Talkin' Jockney in Aberdeen
In Scotland is it "nae bother" or "nae bovver"? Do you "fink" or "hink" you know the answer?* The University of Aberdeen will tomorrow (Tuesday 9th March, Humanity Manse Seminar Room, at 1pm) welcome guest speaker Dr Jane Stuart-Smith, of Glasgow University's English Department, to deliver a talk called: "Talkin' Jockney: Variation and Change in Glaswegian". The talk is part of the seminar series run by the Centre for Linguistic Research at the School of Language and Literature.

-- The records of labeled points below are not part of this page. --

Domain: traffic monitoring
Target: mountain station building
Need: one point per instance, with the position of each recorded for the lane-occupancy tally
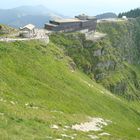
(81, 23)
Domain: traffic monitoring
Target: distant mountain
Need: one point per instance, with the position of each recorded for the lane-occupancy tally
(106, 16)
(131, 14)
(17, 17)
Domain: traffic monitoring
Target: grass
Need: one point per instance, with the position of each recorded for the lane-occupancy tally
(41, 76)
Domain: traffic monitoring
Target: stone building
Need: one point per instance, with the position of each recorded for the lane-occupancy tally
(82, 23)
(28, 31)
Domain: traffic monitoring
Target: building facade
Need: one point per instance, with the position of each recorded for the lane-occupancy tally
(79, 23)
(28, 31)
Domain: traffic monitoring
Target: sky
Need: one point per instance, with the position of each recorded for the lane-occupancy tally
(73, 7)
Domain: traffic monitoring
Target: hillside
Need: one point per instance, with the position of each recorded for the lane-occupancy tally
(20, 16)
(106, 15)
(6, 30)
(131, 14)
(40, 87)
(46, 90)
(113, 61)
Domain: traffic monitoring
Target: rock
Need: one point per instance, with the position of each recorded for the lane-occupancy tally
(54, 127)
(95, 124)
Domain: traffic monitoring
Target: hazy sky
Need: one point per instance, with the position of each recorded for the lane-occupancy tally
(72, 7)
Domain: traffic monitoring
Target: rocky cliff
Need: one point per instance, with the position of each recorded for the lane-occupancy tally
(113, 61)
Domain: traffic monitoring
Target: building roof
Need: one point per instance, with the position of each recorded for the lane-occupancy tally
(29, 26)
(67, 20)
(52, 25)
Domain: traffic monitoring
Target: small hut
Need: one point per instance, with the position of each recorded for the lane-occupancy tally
(28, 31)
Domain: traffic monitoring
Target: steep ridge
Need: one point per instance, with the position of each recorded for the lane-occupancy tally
(42, 95)
(113, 61)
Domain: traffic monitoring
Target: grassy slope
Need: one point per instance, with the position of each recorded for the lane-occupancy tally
(40, 75)
(110, 61)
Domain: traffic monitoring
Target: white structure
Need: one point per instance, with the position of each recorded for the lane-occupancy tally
(28, 31)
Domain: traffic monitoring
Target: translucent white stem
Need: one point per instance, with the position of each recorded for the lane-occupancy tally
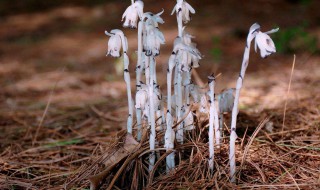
(211, 139)
(130, 101)
(139, 67)
(139, 123)
(179, 106)
(221, 126)
(152, 116)
(146, 66)
(169, 143)
(211, 122)
(233, 135)
(216, 125)
(180, 26)
(169, 135)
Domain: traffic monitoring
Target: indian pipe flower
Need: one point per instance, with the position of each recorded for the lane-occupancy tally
(183, 7)
(265, 43)
(132, 13)
(153, 39)
(153, 19)
(114, 44)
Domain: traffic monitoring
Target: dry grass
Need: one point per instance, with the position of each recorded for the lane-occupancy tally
(279, 159)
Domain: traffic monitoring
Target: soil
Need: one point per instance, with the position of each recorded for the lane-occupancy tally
(63, 102)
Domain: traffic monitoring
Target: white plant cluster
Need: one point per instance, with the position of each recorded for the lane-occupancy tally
(152, 113)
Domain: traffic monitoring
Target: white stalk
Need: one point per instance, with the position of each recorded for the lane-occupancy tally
(171, 65)
(139, 67)
(147, 69)
(169, 135)
(179, 106)
(252, 33)
(216, 121)
(211, 122)
(169, 143)
(152, 115)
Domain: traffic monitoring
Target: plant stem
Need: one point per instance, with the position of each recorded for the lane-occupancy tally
(211, 120)
(152, 115)
(233, 135)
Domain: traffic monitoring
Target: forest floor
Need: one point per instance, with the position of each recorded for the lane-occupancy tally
(63, 103)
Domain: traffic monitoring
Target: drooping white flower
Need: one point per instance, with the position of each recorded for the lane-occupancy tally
(169, 135)
(188, 55)
(188, 121)
(265, 43)
(203, 104)
(194, 91)
(182, 7)
(141, 99)
(116, 41)
(226, 99)
(153, 38)
(132, 13)
(153, 19)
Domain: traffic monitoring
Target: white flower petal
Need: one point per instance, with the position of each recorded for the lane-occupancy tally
(265, 44)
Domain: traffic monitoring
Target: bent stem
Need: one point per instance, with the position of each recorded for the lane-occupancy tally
(211, 120)
(252, 33)
(152, 115)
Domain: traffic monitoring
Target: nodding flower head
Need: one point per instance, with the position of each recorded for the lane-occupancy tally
(182, 7)
(132, 13)
(187, 53)
(153, 19)
(116, 41)
(153, 38)
(265, 43)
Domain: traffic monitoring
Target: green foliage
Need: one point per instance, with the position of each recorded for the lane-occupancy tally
(295, 39)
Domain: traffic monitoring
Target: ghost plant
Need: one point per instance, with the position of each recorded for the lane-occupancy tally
(266, 46)
(213, 121)
(225, 99)
(183, 10)
(116, 41)
(184, 57)
(132, 14)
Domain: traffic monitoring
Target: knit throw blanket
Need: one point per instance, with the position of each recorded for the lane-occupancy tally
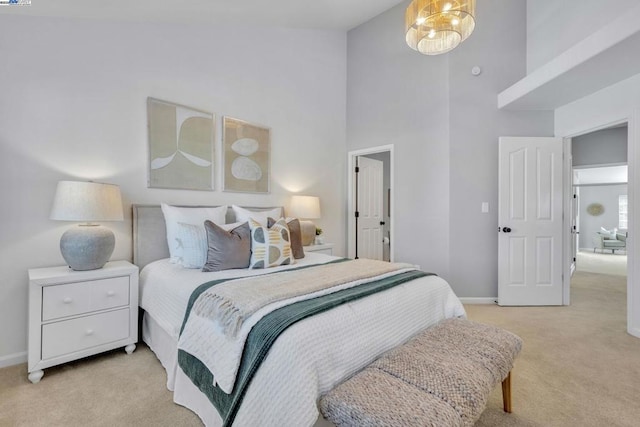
(231, 303)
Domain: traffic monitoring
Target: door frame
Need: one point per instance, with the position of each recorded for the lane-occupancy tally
(633, 151)
(351, 220)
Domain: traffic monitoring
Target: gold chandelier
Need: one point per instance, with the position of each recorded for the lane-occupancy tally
(438, 26)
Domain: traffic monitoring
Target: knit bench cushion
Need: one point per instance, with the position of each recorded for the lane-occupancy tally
(441, 377)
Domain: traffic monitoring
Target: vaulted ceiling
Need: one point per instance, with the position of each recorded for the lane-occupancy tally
(316, 14)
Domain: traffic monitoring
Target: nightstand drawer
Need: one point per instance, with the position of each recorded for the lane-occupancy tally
(84, 297)
(85, 332)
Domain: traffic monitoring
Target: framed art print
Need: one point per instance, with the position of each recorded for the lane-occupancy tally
(246, 156)
(180, 146)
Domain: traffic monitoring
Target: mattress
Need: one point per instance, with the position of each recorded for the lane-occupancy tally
(309, 358)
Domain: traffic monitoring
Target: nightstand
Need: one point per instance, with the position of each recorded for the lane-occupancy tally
(325, 248)
(74, 314)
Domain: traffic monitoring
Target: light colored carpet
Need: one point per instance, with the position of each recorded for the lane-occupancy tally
(578, 367)
(602, 263)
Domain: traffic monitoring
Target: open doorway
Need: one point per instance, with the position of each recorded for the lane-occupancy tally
(370, 203)
(601, 222)
(600, 181)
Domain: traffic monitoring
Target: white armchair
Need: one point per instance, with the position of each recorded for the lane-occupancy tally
(604, 241)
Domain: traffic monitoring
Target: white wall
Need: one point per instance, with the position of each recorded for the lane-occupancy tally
(554, 26)
(445, 125)
(607, 195)
(603, 147)
(73, 106)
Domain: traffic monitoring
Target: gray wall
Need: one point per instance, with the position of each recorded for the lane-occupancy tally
(73, 106)
(445, 126)
(396, 96)
(554, 26)
(604, 147)
(607, 195)
(498, 47)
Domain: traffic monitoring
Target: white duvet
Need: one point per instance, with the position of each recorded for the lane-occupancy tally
(315, 354)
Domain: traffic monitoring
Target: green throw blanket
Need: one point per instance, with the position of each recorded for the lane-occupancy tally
(264, 334)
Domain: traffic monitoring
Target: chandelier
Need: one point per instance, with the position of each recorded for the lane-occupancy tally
(438, 26)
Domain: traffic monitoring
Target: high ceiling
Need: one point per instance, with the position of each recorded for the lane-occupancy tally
(317, 14)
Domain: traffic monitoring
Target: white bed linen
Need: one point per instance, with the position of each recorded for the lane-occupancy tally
(165, 287)
(221, 352)
(315, 354)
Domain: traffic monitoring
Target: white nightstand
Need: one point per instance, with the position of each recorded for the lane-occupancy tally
(325, 248)
(74, 314)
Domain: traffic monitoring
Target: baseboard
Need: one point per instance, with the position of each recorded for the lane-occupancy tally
(634, 331)
(491, 300)
(13, 359)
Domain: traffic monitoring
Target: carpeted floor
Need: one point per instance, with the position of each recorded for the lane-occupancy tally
(578, 367)
(602, 262)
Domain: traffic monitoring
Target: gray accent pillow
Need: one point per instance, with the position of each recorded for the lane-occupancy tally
(227, 249)
(295, 234)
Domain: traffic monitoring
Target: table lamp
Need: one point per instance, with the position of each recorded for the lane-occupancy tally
(87, 246)
(306, 207)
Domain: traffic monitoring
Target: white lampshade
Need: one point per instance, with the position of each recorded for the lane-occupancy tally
(87, 246)
(307, 207)
(87, 201)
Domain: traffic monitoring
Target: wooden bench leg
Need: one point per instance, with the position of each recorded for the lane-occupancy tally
(506, 393)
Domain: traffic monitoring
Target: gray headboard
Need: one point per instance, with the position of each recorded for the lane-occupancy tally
(150, 233)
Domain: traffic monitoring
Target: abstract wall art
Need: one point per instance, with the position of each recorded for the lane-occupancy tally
(180, 146)
(246, 156)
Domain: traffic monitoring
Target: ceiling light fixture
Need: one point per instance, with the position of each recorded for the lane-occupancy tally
(438, 26)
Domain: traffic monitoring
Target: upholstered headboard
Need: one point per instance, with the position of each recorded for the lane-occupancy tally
(150, 233)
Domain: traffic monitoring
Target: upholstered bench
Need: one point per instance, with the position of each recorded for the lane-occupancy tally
(441, 377)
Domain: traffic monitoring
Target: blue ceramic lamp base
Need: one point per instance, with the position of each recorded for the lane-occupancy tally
(87, 246)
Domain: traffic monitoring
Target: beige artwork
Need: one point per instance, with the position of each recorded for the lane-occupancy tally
(246, 156)
(180, 146)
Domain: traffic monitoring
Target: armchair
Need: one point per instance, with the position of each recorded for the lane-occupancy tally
(604, 241)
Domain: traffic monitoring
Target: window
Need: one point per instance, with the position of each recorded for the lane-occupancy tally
(622, 211)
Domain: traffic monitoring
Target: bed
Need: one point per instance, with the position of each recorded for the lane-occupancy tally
(308, 359)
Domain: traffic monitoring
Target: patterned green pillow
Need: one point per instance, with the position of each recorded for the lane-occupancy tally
(270, 246)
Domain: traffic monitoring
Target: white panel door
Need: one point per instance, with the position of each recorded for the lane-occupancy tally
(370, 208)
(530, 221)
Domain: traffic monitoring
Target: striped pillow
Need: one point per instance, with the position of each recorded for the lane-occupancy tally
(270, 246)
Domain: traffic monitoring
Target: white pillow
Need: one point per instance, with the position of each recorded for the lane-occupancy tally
(243, 215)
(194, 243)
(195, 216)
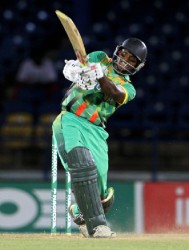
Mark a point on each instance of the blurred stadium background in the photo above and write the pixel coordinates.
(149, 138)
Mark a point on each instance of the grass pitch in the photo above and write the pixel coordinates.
(77, 242)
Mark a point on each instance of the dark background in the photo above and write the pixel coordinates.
(150, 134)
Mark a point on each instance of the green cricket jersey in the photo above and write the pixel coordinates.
(94, 105)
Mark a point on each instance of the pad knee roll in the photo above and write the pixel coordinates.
(84, 182)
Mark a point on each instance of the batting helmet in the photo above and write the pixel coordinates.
(137, 48)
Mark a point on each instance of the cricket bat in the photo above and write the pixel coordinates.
(74, 36)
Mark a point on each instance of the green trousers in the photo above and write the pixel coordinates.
(70, 131)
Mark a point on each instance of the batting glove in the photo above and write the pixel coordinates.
(89, 76)
(71, 70)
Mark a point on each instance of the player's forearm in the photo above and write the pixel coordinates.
(111, 90)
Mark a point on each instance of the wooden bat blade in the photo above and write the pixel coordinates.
(74, 36)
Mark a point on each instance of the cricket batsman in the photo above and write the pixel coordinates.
(96, 92)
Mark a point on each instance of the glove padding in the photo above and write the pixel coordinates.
(71, 70)
(89, 76)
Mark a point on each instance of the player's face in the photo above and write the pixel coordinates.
(126, 60)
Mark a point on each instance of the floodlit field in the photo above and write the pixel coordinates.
(77, 242)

Dr Stuart-Smith will explain to an Aberdeen audience her research into the effects of TV viewing on the speech of children and adolescents in Glasgow. The research challenges the theory that language changes can only be spread through face-to-face conversation, with the transmission and adoption of changes increasing as people move around the country. Instead, Dr Stuart-Smith's research shows that tendencies to adopt language habits from other areas of the UK are just as prevalent in typically non-mobile working-class adolescents who have had little or no personal contact with people from beyond Glasgow. This led Dr Stuart-Smith and her colleagues to speculate that the media, and in particular soaps, might be responsible. Dr Stuart-Smith's is the first detailed and systematic study to look at the effects of television viewing on how we pronounce language.